By Nicholas Larkin
July 13 (Bloomberg) -- Gold fell in London as lower oil prices and a stronger dollar reduced the metal’s appeal as a hedge against rising consumer prices and as an alternative investment. Other precious metals dropped.
Crude oil, used by some investors as an indicator of the outlook for inflation, declined for a second day after last week dropping the most since January. The U.S. Dollar Index, a six- currency measure of the greenback’s value, today added as much as 0.3 percent. Gold tends to move inversely to the currency.
The dollar’s “rise and weak oil prices have heightened concerns about an economic recovery and eroded bullion’s appeal as an inflation hedge,” Pradeep Unni, a Richcomm Global Services analyst in Dubai, wrote today in a report.

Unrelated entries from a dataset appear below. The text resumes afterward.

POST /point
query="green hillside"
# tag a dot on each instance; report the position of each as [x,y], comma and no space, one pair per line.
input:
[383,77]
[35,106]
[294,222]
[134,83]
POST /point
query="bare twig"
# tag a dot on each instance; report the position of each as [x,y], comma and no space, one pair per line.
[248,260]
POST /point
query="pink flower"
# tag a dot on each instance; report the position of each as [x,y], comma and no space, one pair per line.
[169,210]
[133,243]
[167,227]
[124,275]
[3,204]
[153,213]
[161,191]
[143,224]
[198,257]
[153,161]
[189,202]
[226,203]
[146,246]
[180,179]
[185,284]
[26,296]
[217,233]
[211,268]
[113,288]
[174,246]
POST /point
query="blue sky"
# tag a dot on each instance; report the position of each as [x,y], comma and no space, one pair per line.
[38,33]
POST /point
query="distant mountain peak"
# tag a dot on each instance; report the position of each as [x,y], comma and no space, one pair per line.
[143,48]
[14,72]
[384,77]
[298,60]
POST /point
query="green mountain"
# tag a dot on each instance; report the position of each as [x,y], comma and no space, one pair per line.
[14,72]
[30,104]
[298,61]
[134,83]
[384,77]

Bullion for immediate delivery fell $3.35, or 0.4 percent, to $909.70 an ounce by 10:49 a.m. in London. The metal slid 2.1 percent last week, the biggest drop in five weeks. August gold futures lost 0.4 percent to $909.30 an ounce on the New York Mercantile Exchange’s Comex division.
Spot prices have fallen in five of the past six weeks. Twenty-one of 32 traders, investors and analysts surveyed by Bloomberg News, or 66 percent, said bullion would decline this week as the dollar strengthens. Five people forecast higher prices and six were neutral.
Coin Demand
Investment in the SPDR Gold Trust, the biggest exchange- traded fund backed by bullion, was unchanged at 1,109.81 metric tons on July 10, the company’s Web site showed. Gold held in ETF Securities Ltd.’s exchange-traded commodities fell 0.6 percent to 7.598 million ounces on that date, its Web site showed.
There is “little interest from the jewelry industry, modest coin and investment-bar demand, and we have seen no substantial inflows into ETFs,” John Reade, UBS AG’s head metals strategist in London, said today in a note. “A test of $900 an ounce in gold is on the cards in the near future.”
Silver for immediate delivery in London fell for a sixth day, losing as much as 1.7 percent to $12.4738 an ounce, the lowest since May 4. It last traded at $12.525, the longest streak of declines since March. Platinum dropped 1.6 percent to $1,093.25 an ounce, and palladium declined 1 percent to $233 an ounce.